Nor is it helpful to assume the worst of them. Note, for instance, that the “they look alike” problem — known in the social-science literature as the “other-race effect” — isn’t specifically a white thing. (It isn’t a middle-aged thing, either: Nine-month-old infants display it.) Members of a nonwhite community, researchers say, can have a hard time distinguishing among white faces, as well as vice versa. In one study, Asian-American subjects were more likely to mix up black faces than they were to confuse white ones. That doesn’t reveal a special Asian-American bias against black people; probably, it just reflects the relative frequency with which the subjects interacted with them. The lesson is that if we’re going to attend to the micro, we might also attend to the macro.

Here we’ve got a middle-aged Midwestern couple trying to find common ground with a young person from the East Coast, and yes, doing so in a ham-handed way. They have much to learn from you. But be open to the possibility that you might have something to learn from them. Conversations go better when both parties do some listening. So you might start by recognizing that their attitudes most likely reflect ignorance rather than malice — and by cutting them some slack.

I am the executive director of a small nonprofit association.

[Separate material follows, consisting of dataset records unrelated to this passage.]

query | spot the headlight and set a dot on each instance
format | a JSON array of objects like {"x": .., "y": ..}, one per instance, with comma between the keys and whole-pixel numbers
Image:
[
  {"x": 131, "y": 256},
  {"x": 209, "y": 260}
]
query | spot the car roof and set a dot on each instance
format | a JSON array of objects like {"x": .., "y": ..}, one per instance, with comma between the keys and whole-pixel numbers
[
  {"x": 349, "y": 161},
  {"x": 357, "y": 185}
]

Our board is elected by our membership. We allow any member in good standing to be placed on the ballot.

One member who wishes to run for our board is the ex-husband of a family friend. For this reason, I know that this man brutally beat his wife for years before she finally divorced him. I can’t unknow this. Of course, I do not want this man on my board, and I certainly don’t want to elevate him professionally; it is prestigious in this industry to be or have been on our elected leadership team. He’s planning on running next year. I am at a loss. Name Withheld

You don’t say anything about what the nonprofit you run does. But whatever it is, the membership is very unlikely to want a person with this history on its board. So there are two questions to ask: Do your members have the right to know? And do you have the right, or perhaps even the duty, to tell them?

Whether they have the right to know depends, first, on whether their disinclination to support someone guilty of spousal abuse is reasonable. If they wouldn’t vote for someone who is Muslim, they shouldn’t be told that a candidate is of this creed, because it would permit them to act out of prejudice. That you should not assault your wife, however, is uncontroversial. Equally uncontroversial is the proposition that a man who does so is, for that reason alone, dishonorable. Because serving on the board is an honor, refusing a spouse-abuser a place there is entirely reasonable.

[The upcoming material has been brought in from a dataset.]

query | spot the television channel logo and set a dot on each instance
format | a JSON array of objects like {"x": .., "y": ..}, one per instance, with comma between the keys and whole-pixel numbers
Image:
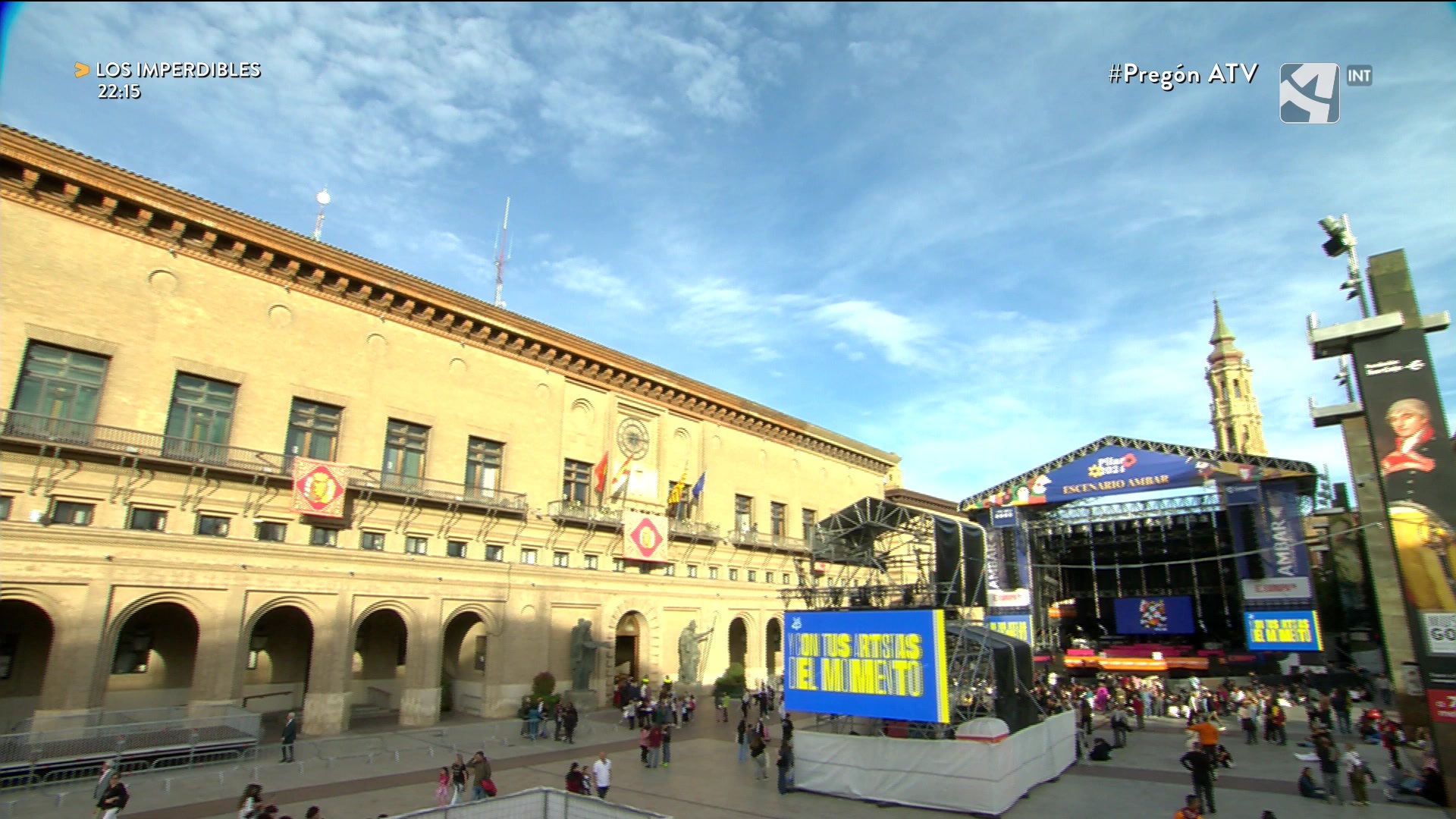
[{"x": 1310, "y": 93}]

But the fact that people are entitled to know his history doesn’t mean that you’re entitled to tell them. A relevant consideration is whether you were told this with the reasonable expectation that you wouldn’t pass it on. Respect for confidences is important; without it, people would sit on information they would do better to share in a limited way. That doesn’t mean that having promised to keep something secret settles the matter. Keeping a secret can be wrong when the result would be to risk serious harm to others. That consideration may not apply here; more to the point, you don’t suggest the information was passed on in confidence. This leaves you free to make these facts known.

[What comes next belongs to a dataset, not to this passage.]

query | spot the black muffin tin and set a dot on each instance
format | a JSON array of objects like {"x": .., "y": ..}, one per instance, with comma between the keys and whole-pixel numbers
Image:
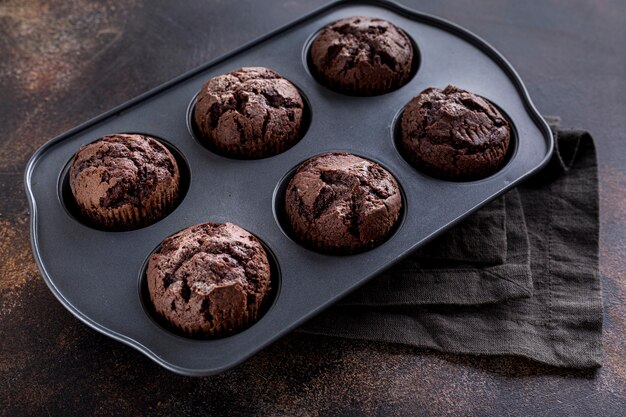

Still, a problem remains. This is sensitive information, and you’re circulating it in order to affect the makeup of the board to which you report. Executive directors do this all the time, of course, but it undermines the ideal of an independent board. So I’m inclined to think the best thing is to tell the board what you know. Its job is to look out for the interests of the organization. How the directors handle the situation is a matter for them.